Tuesday, November 15, 2011

AMA Stops ICD 10

The AMA today announced it was pulling support for ICD 10, which has been mandated by the new Health Care Law and HHS.

ICD 9 is the current version and is a coded list of diagnoses. ICD 10 would be an upgrade to that. The reason given is cost.

In their Press Release the AMA states:

The AMA House of Delegates voted today to work vigorously to stop implementation of ICD-10 (The International Classification of Diseases and Related Health Problems, 10th Revision), a new code set for medical diagnoses. ICD-10 has about 69,000 codes and will replace the 14,000 ICD-9 diagnosis codes currently in use. "The implementation of ICD-10 will create significant burdens on the practice of medicine with no direct benefit to individual patients' care," said Peter W. Carmel, M.D., AMA president. At a time when we are working to get the best value possible for our health care dollar, this massive and expensive undertaking will add administrative expense and create unnecessary workflow disruptions. The timing could not be worse as many physicians are working to implement electronic health records into their practices.

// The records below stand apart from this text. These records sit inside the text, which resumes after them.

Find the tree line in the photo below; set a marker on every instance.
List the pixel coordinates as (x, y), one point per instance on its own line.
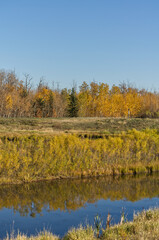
(19, 99)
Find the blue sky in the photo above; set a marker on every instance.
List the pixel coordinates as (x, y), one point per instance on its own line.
(108, 41)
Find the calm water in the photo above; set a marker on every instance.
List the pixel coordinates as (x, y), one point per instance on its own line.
(59, 205)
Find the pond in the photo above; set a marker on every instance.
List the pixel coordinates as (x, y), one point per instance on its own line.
(62, 204)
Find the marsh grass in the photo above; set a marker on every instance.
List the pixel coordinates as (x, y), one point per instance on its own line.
(34, 157)
(145, 226)
(75, 125)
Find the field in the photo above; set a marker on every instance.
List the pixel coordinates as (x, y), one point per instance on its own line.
(43, 149)
(51, 126)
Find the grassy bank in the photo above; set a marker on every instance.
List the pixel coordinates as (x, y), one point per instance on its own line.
(33, 157)
(51, 126)
(75, 193)
(144, 226)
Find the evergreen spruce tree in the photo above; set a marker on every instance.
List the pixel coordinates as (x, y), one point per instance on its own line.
(73, 104)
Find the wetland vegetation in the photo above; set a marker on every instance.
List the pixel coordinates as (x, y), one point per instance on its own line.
(36, 157)
(145, 225)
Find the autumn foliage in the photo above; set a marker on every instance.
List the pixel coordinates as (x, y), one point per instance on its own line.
(19, 99)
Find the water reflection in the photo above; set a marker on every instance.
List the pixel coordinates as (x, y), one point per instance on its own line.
(32, 199)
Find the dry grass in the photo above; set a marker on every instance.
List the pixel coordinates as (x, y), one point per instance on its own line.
(74, 125)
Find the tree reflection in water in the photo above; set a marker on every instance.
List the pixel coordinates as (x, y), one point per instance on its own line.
(31, 199)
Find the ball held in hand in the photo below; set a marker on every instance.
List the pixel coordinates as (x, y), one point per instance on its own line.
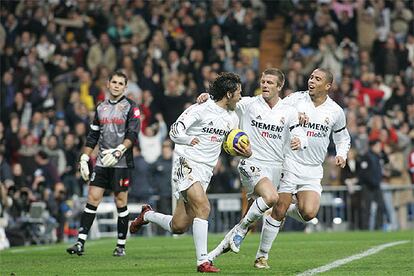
(235, 138)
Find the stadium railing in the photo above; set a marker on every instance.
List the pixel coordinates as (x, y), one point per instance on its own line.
(334, 214)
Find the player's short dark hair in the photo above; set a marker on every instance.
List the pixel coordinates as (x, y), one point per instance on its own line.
(328, 75)
(225, 82)
(276, 72)
(119, 74)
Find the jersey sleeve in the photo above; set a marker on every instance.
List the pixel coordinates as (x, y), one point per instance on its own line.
(292, 99)
(243, 104)
(341, 136)
(94, 131)
(296, 130)
(133, 123)
(178, 131)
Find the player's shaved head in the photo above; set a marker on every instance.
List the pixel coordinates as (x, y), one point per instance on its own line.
(276, 72)
(224, 83)
(328, 75)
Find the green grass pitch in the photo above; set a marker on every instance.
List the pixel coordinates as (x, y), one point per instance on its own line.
(292, 253)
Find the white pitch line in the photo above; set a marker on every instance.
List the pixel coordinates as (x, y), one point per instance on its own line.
(340, 262)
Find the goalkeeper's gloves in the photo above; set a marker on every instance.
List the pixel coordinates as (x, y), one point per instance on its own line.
(84, 167)
(112, 156)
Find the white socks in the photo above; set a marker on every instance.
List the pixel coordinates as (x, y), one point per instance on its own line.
(270, 230)
(294, 213)
(223, 245)
(255, 212)
(162, 220)
(200, 231)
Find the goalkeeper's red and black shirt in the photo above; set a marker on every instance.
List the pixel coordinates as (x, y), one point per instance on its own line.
(114, 122)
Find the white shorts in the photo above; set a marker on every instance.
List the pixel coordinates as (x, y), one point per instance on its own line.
(292, 183)
(251, 172)
(186, 172)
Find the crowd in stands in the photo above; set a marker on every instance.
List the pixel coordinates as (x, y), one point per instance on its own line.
(55, 58)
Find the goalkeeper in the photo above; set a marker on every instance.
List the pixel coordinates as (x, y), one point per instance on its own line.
(115, 129)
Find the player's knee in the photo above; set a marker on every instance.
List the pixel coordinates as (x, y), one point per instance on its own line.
(203, 212)
(308, 214)
(178, 228)
(271, 199)
(279, 212)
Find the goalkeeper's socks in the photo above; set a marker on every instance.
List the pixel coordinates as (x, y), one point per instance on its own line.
(123, 219)
(255, 212)
(87, 218)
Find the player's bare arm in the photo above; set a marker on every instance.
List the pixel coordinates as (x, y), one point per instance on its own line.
(340, 161)
(295, 143)
(243, 149)
(202, 98)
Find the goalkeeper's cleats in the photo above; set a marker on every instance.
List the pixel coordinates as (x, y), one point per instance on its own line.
(261, 263)
(207, 267)
(77, 248)
(139, 221)
(236, 240)
(119, 252)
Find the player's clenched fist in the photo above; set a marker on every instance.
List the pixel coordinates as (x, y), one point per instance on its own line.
(84, 167)
(112, 156)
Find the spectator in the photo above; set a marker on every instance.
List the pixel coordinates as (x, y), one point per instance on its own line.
(102, 53)
(370, 178)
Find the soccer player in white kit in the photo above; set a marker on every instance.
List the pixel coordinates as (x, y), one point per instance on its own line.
(271, 126)
(302, 170)
(198, 134)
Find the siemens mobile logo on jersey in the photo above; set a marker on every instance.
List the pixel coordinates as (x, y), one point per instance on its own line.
(322, 130)
(267, 127)
(218, 134)
(116, 121)
(217, 131)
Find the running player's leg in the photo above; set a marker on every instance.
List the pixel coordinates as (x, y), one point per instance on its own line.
(308, 204)
(200, 206)
(267, 197)
(224, 245)
(95, 195)
(121, 201)
(270, 229)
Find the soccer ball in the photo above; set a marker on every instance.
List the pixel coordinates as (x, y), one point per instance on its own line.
(235, 136)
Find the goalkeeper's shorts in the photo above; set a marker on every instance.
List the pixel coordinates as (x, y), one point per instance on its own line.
(114, 179)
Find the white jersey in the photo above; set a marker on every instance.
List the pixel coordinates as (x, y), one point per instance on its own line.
(325, 119)
(210, 124)
(269, 129)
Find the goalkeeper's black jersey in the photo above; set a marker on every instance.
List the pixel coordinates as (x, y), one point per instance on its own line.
(114, 122)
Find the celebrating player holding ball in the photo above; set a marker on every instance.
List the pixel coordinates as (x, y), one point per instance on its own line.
(198, 134)
(269, 126)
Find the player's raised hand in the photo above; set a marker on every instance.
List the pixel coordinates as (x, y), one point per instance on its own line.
(243, 149)
(84, 167)
(303, 118)
(295, 143)
(340, 161)
(195, 141)
(202, 98)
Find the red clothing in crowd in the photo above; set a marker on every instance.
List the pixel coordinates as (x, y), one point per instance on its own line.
(368, 96)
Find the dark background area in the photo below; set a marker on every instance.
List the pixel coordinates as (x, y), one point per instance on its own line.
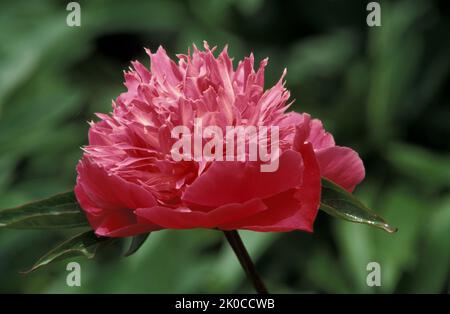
(380, 90)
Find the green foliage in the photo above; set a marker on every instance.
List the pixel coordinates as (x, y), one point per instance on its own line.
(57, 212)
(341, 204)
(379, 90)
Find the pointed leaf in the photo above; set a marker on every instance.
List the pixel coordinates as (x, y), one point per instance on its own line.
(341, 204)
(136, 243)
(59, 211)
(83, 244)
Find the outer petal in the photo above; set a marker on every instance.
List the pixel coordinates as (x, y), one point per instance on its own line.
(109, 201)
(294, 209)
(237, 182)
(341, 165)
(184, 218)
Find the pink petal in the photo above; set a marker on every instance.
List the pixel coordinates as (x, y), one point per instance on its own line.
(341, 165)
(236, 182)
(294, 209)
(184, 218)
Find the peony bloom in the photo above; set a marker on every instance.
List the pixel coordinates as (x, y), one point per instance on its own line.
(128, 182)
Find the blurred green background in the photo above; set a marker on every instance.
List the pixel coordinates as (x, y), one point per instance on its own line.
(381, 90)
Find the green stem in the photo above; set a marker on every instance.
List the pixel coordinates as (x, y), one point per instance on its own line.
(239, 249)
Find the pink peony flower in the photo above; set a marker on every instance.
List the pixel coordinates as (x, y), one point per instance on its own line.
(128, 182)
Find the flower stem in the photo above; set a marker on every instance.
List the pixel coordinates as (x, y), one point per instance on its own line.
(239, 249)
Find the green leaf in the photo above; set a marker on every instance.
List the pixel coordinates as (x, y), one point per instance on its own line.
(59, 211)
(136, 243)
(83, 244)
(341, 204)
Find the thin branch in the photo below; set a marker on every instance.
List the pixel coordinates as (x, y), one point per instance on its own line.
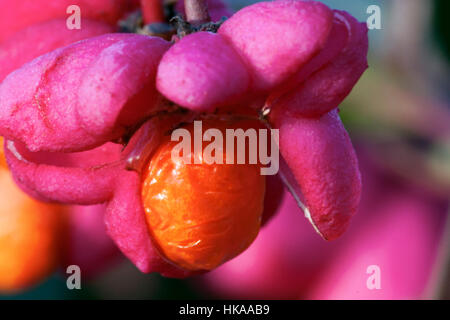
(196, 11)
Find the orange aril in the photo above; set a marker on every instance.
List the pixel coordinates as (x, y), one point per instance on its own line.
(202, 215)
(30, 237)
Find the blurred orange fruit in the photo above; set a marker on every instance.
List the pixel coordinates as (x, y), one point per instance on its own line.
(31, 235)
(2, 155)
(202, 215)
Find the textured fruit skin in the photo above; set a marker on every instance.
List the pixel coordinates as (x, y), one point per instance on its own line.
(324, 164)
(60, 109)
(31, 237)
(202, 215)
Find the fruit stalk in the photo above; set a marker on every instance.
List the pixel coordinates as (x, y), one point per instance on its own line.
(152, 11)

We will continue working to help physicians keep their focus where it should be – on their patients." A 2008 study found that a small three-physician practice would need to spend $83,290 to implement ICD-10, and a 10-physician practice would spend $285,195 to make the coding change. 

This is a change from the AMA's recent support of the current administration in all their efforts. Hopefully we can see a continued set of efforts in this direction.